Friday, February 15, 2013

Week in Review 2/11/13-2/15/13

This will be brief as I didn't take notes as we went along.

I've been reading Charlotte Mason's original works with some online friends and having a book club with it.  It's been very inspirational and motivating for me.  Some things we've incorporated:

Narrations-I've always done these the WTM way.  WTM way is to read a passage, ask a few review questions (if the child doesn't know the answer, read the part of the passage that answers the question again, have the child answer), have the child tell you what they remember.  It was very difficult w/ Pigby.  He'd often not remember the answers to the questions (and it's no wonder considering the passages were so long) and get frustrated by the whole thing.  Even after that, I'd be lucky to get one sentence of what he remembered.

Charlotte Mason way: read a paragraph or a verse, have child tell you in their own words what happened. There is no repeating of the paragraph, asking questions or giving hints about what happened.  It took Pigby quite awhile to figure out that this was work, but eventually he did figure it out.  To keep from having a meltdown over doing it w/ school work, we started doing it w/ a Ramona the Pest book.  We went on for quite a while before he asked to quit.  The first few paragraphs, he said he didn't remember.  I told him he better start paying attention or he would miss out on everything that happened in the book.  Then he started doing it well.  Then he started repeating the last sentence of each paragraph.  So I started having him tell me things that happened in the beginning and middle if he could remember them. 

This week, we started doing narrations w/ SOTW.  He fussed about it at first, but I told him he was going to do it and I would wait til he was ready.  When he found out the chapter we were doing was the one on writing (one we've already done), he was very excited to do it.  I think we did two or three chapters, it's gone very well.  After reading and narrating, he draws and colors a picture in his history binder (a spiral bound sketchpad).

Spelling: Last week, Pigby participated in a homeschool spelling bee.  I was very proud of him.  He didn't do as well as he wanted and is determined to win next year.  I came across the Charlotte Mason method of spelling after the bee.  I think practicing it all year long will help for next year's bee.  Essentially, you have the child close their eyes and picture the word written.  And when they write it on paper, you're supposed to watch and correct them immediately if they start to make a mistake.  Supposedly if they see it written incorrectly, they'll really struggle, even if they have to write it fifty times correctly.  They'll always be confused as to which one is correct.

So before he uses the AAS tiles, I tell him to close his eyes and picture it written on the chalkboard in his mind.  Then he has to spell it out loud, forwards and backwards.  The backwards spelling is a trick I learned in 10th grade.  It really cements the "seeing it in your mind technique."  And he's doing really well with it.  Always able to get it right.
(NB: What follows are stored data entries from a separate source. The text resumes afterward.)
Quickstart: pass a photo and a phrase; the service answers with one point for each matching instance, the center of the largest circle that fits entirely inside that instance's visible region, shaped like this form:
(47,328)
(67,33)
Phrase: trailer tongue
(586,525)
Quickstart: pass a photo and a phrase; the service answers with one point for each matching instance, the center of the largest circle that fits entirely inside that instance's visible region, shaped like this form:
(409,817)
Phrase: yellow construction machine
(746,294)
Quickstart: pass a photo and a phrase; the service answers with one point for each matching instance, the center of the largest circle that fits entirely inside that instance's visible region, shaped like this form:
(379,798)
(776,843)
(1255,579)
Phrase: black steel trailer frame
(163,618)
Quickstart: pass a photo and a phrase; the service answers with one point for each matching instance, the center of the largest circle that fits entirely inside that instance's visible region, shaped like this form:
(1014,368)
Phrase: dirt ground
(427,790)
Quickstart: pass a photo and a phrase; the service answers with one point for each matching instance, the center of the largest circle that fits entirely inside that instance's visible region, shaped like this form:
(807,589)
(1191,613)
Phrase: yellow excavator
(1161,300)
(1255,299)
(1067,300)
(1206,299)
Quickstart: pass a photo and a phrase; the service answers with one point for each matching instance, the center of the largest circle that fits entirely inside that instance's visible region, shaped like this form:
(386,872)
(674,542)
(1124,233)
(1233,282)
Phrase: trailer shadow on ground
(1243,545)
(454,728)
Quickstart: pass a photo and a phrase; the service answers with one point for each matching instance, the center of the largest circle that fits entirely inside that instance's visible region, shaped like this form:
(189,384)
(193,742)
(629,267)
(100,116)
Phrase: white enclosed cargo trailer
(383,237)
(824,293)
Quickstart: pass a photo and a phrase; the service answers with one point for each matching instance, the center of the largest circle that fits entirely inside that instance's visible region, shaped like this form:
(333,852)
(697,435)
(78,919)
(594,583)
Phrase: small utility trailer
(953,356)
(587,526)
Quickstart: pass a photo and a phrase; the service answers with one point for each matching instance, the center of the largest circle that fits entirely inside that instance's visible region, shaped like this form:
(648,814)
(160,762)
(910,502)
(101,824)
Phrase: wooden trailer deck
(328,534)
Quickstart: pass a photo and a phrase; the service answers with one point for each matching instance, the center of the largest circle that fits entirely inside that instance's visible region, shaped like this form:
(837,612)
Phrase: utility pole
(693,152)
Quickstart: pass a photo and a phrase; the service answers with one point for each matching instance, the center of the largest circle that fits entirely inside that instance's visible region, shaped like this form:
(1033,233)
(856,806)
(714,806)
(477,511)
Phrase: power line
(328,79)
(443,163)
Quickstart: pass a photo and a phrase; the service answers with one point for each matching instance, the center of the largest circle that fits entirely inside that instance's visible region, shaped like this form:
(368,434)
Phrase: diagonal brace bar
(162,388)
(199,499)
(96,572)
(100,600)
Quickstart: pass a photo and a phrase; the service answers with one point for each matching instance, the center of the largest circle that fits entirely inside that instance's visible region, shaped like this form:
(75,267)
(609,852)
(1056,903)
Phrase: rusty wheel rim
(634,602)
Although it's now taking a bit longer as he has to ask if it spelled backwards is another word.  One of the words was "DINE" which does make a backwards word: "ENID".  It's the highlight of spelling now.

Math-not so much Charlotte Mason.  We're still reviewing all the 0-9 math facts.  It's going better.  I just printed off a bunch of sheets for him to review and we're using the blocks again.  It seems to be coming back more and more.  Once we've got a pretty good handle on that, I'll do some flash cards and we'll drill so he can just rattle them off.

I think that's about it.

Oh we did a Valentine's exchange from WTM.  We sent ours out a few weeks ago and have been collecting them from the mail.  It's been a lot of fun to see their excitement as cards came.  Last night we opened them and the boys had a blast.  Poor Chuck was a bit upset that she had none, but them's the breaks.  Maybe next year I'll deem her old enough to try.